Spoor of the Bookworm

By Bookworm1962

A world without string is chaos

Writing fiction has developed in me an abiding respect for the unknown in a human lifetime and a sense of where to look for the threads, how to follow, how to connect, find in the thick of the tangle what clear line persists.
Eudora Welty



I found myself looking at this tangled up mass of string and bits of wool in the small hours of this morning and thinking along somewhat similar lines to both the quote in today's title and the one from Eudora Welty. I would have done so for longer if I hadn't run out of lighter fuel and felt so peckish.

The particular tangle of different life paths that made me think of Eudora Welty and prompted me to dig out and reread my favourite story of hers "The Worn Path" were those of my grandmother and Thatcher. I talked about this in my letter to Miliband and in the comment section of one of this weeks blips. It's a subject that until now I've rarely talked about but it's been much on my mind this week. Two very different lives . In Welty's story an old woman, no doubt suffering from dementia, travels a well worn path, with all the scale of an epic quest, through both a physical and distorted mental landscape because she needs to get medicine for her grandson who has almost certainly died years earlier. Like Phoenix Jackson in the story, my gran used to go on journeys over old familiar routes prompted by her dementia, always with a firm and compelling goal in mind. In her case the old path was up the steep road winding out of the deep gorge that housed her home in New Lanark, down by the falls of Clyde, up to the old town of Lanark above us. My mother would watch from her window vantage point overlooking the road where it started to climb out of the village, waiting for her to come in the evening, shopping bag in hand - off to the chippy to buy dinner for up to a dozen of her relatives that she had left, hungry and demanding, around her table. The fact that, as my mother told her once when intercepting her, they had all been dead for many years - some since the Great War - did not phase her, "Aye..." she said, in that long drawn out eyebrows raised aye that leaves no doubt as to the speakers opinion of one's stupidity, ".....but they'll still want their tea." If she had lived in the Ritz, like some, she could just have dialled room service.

It's been an emotional roller coaster of a week since they announced Thatchers death, from the high induced by the sense that we were shot of her to the lows of the unexpected tsunami of fresh blood from old wounds that reopened. It's all been heightened ( and deepened) by my current drug state. After the very nearly suicidal reaction to my new antidepressants a week or so ago I briefly went back on my old ones intending to call the whole change off. I thought better of it though and decided to give them another chance and try and ride out the readjustment. So Mondays announcement caught me in a highly volatile state and its difficult to judge whether my reaction would have been so intense otherwise. On the other hand the country is full of people who obviously feel the same way and I know I would have been even more psyched if it had happened a couple of decades ago when it might have made a difference. I will be glad when Wednesday is behind us but I hope the momentum and sense of unity in opposition that has been reawakened can be harnessed and continued and that we all won't fall back into the defeated sense of futility and inevitability that has poisoned many of us for so long .

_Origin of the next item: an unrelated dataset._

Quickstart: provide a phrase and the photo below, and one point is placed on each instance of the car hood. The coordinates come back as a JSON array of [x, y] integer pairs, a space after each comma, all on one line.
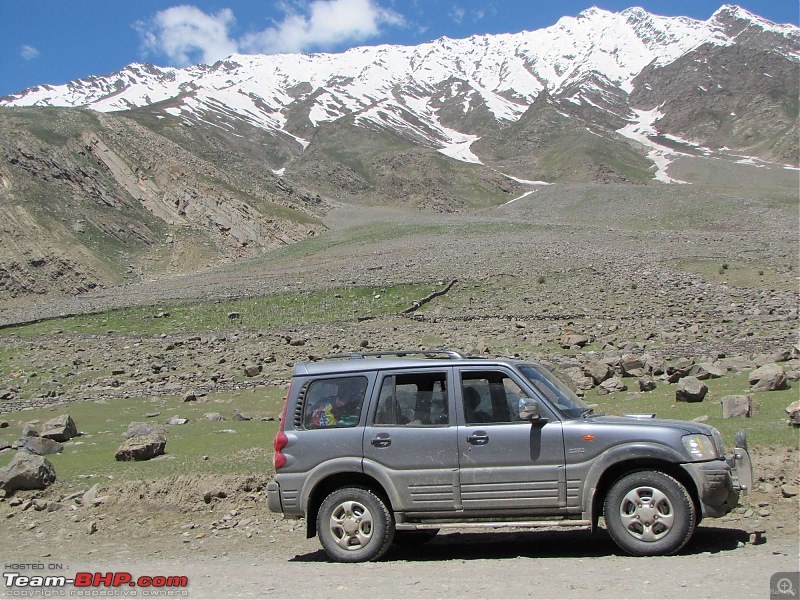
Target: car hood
[[687, 426]]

I had someone coming round on Friday to fix the dodgy Internet connection but the place is such a tip that shame and practicality meant I had a lot of clearing up to do. It's got this way because of all the things I can't do, so I was dreading it. Then on Tuesday I had another "event" in my spine where a couple of my disc prolapses decided to move significantly and further crush my spinal root nerves. These happen every so often and usually mark a permanent shift downward in function and upward in pain. This one was bad, it's the first time I've actually fainted from pain. I tried to spend as much time immobile and firmly supported as possible inte hope it would ease enough to let me get on with thing but no luck. Thursday night came and I had no choice but to get on with things. I ended up unable even to half stand and finished up on my knees, crawling around in fits and starts clearing up as bet I can. Then on Friday the guy didn't show up! Inevitably I'd made things a lot worse and even maxing out my morphine wasn't even denting the pain just giving me the tell tale little symptoms of the outskirts of overdose. So I resorted to my long hoarded, emergencies only supply of other, unprescribable drugs. Hence my extended and deeply meaningful contemplation of tangles.

I wish I was at the party in Trafalgar Square tonight. I am in spirit but I'm just in too much pain to even think about the journey, even though I live so close to London. It's not looking like I'll be fit enough by Wednesday either and that really bothers me, the day needs to be marked and not surrendered to those who wish to celebrate and mythologise her.

Oh well off to have my own little party and join the revellers in Trafalgar Square via rolling-news. I've had the stuff on my playlist going constantly. My favourites are definitely Elvis Costello's Tramp the dirt down and John Mcullagh's I'll dance on your grave Mrs Thatcher

Wonderful to see the BBC being pushed into having to play "Ding! Dong! The wicked witch is dead" on their chart shows.